## 任务1：报名比赛，下载比赛数据集并完成读取

- 步骤1 ：登录&报名比赛：https://aistudio.baidu.com/aistudio/competition/detail/45/0/task-definition
- 步骤2 ：下载比赛数据集
- 步骤3 ：使用Pandas完成数据读取。

In [9]:
import numpy as np 
import pandas as pd 
import os
import gc
import matplotlib.pyplot as plt
import jieba
import distance 
import seaborn as sns
%matplotlib inline
plt.rcParams['font.sans-serif']=['SimHei'] #用来正常显示中文标签
plt.rcParams['axes.unicode_minus'] = False #用来正常显示负号

import lightgbm as lgb
from sklearn.metrics import roc_auc_score, auc, roc_curve, accuracy_score, f1_score
from sklearn.model_selection import StratifiedKFold
from sklearn.preprocessing import StandardScaler, QuantileTransformer, KBinsDiscretizer, LabelEncoder, MinMaxScaler, PowerTransformer

pal = sns.color_palette()
pd.__version__

'1.2.5'

In [2]:
data_dir = 'D:/study_hard/statistic/千言数据集'
data_list = ['bq_corpus','lcqmc','paws-x-zh']
# data_dir = 'E:/学习/千言数据集/'

In [4]:
# 先读一个数据集，后面统一读

train = pd.read_csv(data_dir+'/bq_corpus/train.tsv',sep='\t',error_bad_lines=False,names=['q1','q2','label']).dropna()
test = pd.read_csv(data_dir+'/bq_corpus/test.tsv',sep='\t',error_bad_lines=False,names=['q1','q2']).dropna()
test['label'] = -1 
dev = pd.read_csv(data_dir+'/bq_corpus/dev.tsv',sep='\t',error_bad_lines=False,names=['q1','q2','label']).dropna()

# label非[0,1]的不处理
if len(set(train.label))>2:
    train = train[train['label'].isin(['0', '1'])]
    train['label'] = train['label'].astype('int')

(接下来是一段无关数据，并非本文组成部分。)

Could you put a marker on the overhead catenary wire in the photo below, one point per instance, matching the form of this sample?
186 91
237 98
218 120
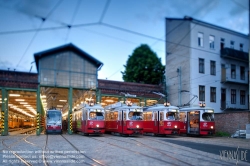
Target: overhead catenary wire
73 18
90 24
104 10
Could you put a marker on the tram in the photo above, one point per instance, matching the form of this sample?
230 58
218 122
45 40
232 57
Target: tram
53 122
28 123
161 119
197 120
15 122
124 119
89 119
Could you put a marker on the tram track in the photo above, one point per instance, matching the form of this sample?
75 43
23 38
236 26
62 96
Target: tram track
164 153
22 159
177 147
138 153
92 159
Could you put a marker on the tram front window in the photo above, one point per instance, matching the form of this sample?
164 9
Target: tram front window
54 116
96 116
208 117
135 115
172 116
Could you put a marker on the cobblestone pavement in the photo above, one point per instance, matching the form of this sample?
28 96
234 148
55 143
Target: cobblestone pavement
113 150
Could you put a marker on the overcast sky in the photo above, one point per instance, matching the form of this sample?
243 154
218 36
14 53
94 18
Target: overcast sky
108 30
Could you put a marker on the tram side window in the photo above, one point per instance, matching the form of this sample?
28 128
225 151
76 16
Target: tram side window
155 116
135 115
170 116
92 115
147 116
107 116
115 115
208 117
161 116
99 115
112 116
182 116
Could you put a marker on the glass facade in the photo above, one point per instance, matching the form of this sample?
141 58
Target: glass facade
67 69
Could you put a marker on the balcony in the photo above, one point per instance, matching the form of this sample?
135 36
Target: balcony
226 77
227 105
234 54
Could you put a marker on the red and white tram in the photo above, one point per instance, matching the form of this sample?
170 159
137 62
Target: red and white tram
197 120
161 119
89 119
124 119
53 123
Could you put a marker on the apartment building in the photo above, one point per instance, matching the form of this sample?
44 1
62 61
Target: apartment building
206 63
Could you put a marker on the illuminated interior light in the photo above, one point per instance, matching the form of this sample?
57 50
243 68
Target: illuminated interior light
24 103
19 99
109 101
14 95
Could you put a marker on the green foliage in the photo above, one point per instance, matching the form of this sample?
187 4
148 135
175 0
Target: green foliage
222 134
143 66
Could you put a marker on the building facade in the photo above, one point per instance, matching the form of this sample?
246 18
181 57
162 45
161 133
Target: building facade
207 63
67 76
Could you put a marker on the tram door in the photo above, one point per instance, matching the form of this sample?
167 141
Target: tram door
161 122
193 121
156 122
122 123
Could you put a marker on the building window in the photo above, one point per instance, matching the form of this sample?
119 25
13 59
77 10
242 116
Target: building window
241 47
222 43
211 42
200 39
201 93
242 97
212 67
233 96
232 44
201 66
213 94
233 71
242 73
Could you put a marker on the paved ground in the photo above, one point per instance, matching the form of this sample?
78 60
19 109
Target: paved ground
116 150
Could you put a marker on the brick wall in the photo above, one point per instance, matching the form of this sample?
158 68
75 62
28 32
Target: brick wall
14 79
231 121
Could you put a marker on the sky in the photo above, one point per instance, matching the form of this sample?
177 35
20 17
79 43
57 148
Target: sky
109 30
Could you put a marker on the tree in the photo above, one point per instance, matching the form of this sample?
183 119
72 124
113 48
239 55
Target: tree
143 66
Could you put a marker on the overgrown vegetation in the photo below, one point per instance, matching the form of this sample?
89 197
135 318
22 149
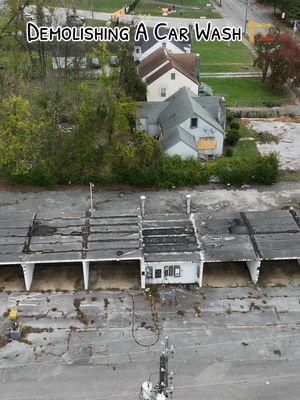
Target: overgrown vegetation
55 129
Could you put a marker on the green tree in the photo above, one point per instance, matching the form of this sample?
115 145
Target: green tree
21 138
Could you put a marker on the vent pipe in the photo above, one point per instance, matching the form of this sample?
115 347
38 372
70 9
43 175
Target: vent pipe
188 202
143 205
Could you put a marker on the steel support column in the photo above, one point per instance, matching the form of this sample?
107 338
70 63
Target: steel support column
28 274
254 267
86 273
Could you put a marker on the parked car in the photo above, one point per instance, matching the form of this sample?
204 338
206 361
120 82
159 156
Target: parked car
27 15
75 20
114 61
95 63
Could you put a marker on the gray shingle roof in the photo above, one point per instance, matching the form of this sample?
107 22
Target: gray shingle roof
183 105
145 45
176 109
178 135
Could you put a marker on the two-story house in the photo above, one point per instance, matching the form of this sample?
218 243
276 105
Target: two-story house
143 48
165 73
186 124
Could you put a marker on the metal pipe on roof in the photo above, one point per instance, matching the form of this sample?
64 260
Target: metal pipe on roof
143 205
188 202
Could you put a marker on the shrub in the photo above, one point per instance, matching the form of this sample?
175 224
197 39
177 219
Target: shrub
229 116
234 125
229 152
266 169
232 137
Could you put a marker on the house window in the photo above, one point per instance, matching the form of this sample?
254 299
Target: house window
194 122
172 270
158 273
177 271
169 270
207 143
149 272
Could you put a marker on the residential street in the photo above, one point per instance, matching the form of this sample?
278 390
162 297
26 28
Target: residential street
235 12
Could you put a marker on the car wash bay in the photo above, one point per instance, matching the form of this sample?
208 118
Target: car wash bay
133 249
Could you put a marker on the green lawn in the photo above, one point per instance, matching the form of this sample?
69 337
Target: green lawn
246 148
224 56
245 91
227 68
152 7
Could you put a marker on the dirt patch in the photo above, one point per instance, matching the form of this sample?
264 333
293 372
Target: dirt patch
287 140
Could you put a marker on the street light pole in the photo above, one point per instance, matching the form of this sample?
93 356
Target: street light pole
91 197
246 17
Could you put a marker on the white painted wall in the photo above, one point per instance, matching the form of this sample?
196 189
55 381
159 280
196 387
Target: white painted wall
183 150
172 86
204 129
189 273
139 56
151 129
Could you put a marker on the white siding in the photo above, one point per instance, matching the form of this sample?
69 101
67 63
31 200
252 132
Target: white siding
190 272
183 150
139 56
205 130
172 86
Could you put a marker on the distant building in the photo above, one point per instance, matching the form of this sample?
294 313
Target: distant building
186 124
143 48
165 73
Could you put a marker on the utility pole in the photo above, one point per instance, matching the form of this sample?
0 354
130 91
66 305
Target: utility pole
164 388
246 17
91 197
295 28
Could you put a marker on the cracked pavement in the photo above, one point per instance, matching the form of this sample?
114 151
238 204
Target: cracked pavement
229 343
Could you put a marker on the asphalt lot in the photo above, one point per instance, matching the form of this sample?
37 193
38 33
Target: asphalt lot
233 343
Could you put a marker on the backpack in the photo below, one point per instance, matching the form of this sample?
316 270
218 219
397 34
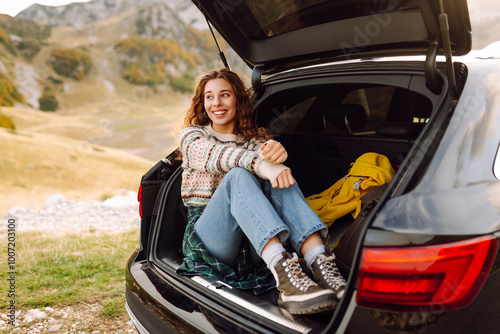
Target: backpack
369 171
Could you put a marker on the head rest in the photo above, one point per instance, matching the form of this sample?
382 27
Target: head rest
354 113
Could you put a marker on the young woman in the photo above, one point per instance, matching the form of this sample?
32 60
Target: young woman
244 205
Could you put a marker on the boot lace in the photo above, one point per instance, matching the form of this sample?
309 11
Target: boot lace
295 274
330 271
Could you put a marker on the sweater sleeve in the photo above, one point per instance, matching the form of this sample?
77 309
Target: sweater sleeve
199 153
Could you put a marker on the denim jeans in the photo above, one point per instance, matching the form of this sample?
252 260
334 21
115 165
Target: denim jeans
241 206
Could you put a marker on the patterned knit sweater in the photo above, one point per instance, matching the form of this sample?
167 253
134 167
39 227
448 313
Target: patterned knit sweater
207 156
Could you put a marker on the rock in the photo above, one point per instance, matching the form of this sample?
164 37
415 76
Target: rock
34 314
54 200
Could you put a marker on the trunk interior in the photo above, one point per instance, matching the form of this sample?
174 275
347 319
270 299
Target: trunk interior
324 124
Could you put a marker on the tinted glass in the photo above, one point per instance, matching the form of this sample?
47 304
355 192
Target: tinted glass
258 19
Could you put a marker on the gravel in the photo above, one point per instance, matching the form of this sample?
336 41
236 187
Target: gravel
60 216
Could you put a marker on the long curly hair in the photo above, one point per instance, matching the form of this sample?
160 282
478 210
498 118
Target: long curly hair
245 124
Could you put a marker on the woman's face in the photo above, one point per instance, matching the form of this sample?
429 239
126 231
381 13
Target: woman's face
220 105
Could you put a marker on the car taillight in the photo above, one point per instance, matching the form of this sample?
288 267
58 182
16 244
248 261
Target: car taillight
424 278
139 198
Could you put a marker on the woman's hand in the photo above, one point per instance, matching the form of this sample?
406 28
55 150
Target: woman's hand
273 152
284 179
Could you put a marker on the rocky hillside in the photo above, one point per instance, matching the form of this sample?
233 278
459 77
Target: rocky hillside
130 65
81 14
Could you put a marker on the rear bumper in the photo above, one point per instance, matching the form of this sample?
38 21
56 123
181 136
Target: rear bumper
144 321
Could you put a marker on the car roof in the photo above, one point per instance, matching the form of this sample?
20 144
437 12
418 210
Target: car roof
279 32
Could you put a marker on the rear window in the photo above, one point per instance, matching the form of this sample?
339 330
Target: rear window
259 19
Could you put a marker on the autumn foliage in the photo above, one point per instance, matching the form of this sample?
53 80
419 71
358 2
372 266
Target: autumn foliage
71 63
144 60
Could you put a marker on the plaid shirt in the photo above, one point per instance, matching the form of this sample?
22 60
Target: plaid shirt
198 262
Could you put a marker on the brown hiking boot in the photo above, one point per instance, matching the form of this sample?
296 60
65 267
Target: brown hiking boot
327 275
298 293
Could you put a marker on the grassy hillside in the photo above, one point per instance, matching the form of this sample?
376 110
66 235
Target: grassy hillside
35 164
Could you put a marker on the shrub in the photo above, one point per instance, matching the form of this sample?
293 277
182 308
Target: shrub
9 95
183 83
6 122
71 63
48 102
146 58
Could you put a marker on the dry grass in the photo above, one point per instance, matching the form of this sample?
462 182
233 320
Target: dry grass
34 166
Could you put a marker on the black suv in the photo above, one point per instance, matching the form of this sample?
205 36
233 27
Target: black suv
336 79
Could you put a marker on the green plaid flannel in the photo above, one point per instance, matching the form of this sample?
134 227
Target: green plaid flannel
198 262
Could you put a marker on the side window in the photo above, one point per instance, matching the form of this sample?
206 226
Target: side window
389 105
376 102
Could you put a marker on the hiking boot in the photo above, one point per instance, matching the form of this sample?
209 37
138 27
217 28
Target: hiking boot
298 293
327 275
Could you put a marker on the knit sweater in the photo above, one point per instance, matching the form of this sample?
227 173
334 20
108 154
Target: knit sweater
207 156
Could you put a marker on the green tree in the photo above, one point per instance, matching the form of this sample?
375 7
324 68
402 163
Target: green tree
72 63
9 95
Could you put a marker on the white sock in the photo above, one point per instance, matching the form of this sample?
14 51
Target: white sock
313 254
272 254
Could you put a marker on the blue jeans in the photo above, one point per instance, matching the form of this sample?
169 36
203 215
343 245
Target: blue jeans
241 206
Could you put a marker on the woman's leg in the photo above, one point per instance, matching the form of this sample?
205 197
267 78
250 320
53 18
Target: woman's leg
306 229
238 207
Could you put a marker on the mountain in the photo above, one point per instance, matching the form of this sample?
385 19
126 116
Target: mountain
126 41
81 14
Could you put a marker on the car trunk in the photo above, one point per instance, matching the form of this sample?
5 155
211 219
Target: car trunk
325 117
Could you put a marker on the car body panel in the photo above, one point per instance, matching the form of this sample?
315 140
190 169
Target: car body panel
462 183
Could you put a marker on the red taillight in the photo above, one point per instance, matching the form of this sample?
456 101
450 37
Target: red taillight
425 278
139 198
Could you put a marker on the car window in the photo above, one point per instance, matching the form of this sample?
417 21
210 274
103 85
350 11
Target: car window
357 110
259 19
387 104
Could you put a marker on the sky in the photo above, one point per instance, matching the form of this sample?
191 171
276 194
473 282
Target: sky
13 7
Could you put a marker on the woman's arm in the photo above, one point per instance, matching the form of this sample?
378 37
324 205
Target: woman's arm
199 153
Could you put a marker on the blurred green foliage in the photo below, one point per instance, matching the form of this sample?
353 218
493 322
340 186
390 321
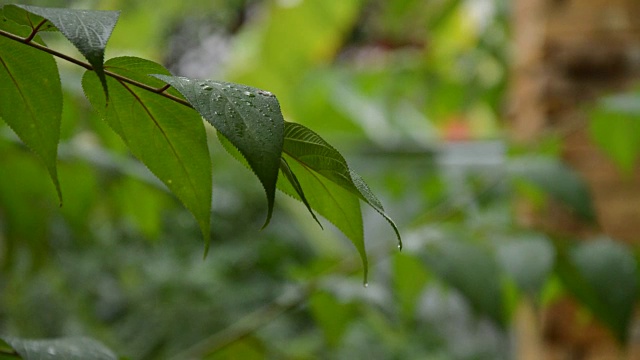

## 任务2：对句子对提取TFIDF以及统计特征，训练和预测

参考代码：https://www.kaggle.com/anokas/data-analysis-xgboost-starter-0-35460-lb
- 步骤1 ：对句子对（句子A和句子B统计）如下特征：
    - 句子A包含的字符个数、句子B包含的字符个数
    - 句子A与句子B的编辑距离
    - 句子A与句子B共有单词的个数
    - 句子A与句子B共有字符的个数
    - 句子A与句子B共有单词的个数 / 句子A字符个数
    - 句子A与句子B共有单词的个数 / 句子B字符个数
- 步骤2 ：计算TFIDF，并对句子A和句子B进行特征转换，并进行
- 步骤3 ：计算句子A与句子B的TFIDF向量的内积距离
- 步骤4 ：将上述特征送入分类模型，训练并预测，将结果预测提交到比赛网站。

In [5]:
# 句子对特征

# 字符个数
train['q1_len'] = train['q1'].apply(len)
train['q2_len'] = train['q2'].apply(len)  

# 编辑距离 
# Levenshtein Distance 被称为编辑距离（Edit Distance），一个度量两个字符序列之间差异的字符串度量标准
train['Lev_distance'] = train.apply(lambda x:distance.levenshtein(x['q1'],x['q2']),axis=1)

## jieba分词 
# cut_all=True，全模式，“我来到北京清华大学”-->“ 我/ 来到/ 北京/ 清华/ 清华大学/ 华大/ 大学”
def jieba_cut(sentence):
    word_list = jieba.lcut(sentence,cut_all=True) 
    return word_list 

train['q1_cut'] = train['q1'].apply(lambda x:jieba_cut(x)) 
train['q2_cut'] = train['q2'].apply(lambda x:jieba_cut(x)) 

# 分词后的词个数
train['q1_cut_len'] = train['q1_cut'].apply(len)
train['q2_cut_len'] = train['q2_cut'].apply(len)  
   
# 分词后，两句子相同词占所有词（去重）的比例
def percent(q1_cut,q2_cut):
    inter_num = len(set(q1_cut) & set(q2_cut))
    percent = inter_num/len(set(q1_cut))
    return percent

train['q1_cut_percent'] = train.apply(lambda x: percent(x['q1_cut'],x['q2_cut']),axis=1)
train['q2_cut_percent'] = train.apply(lambda x: percent(x['q2_cut'],x['q1_cut']),axis=1)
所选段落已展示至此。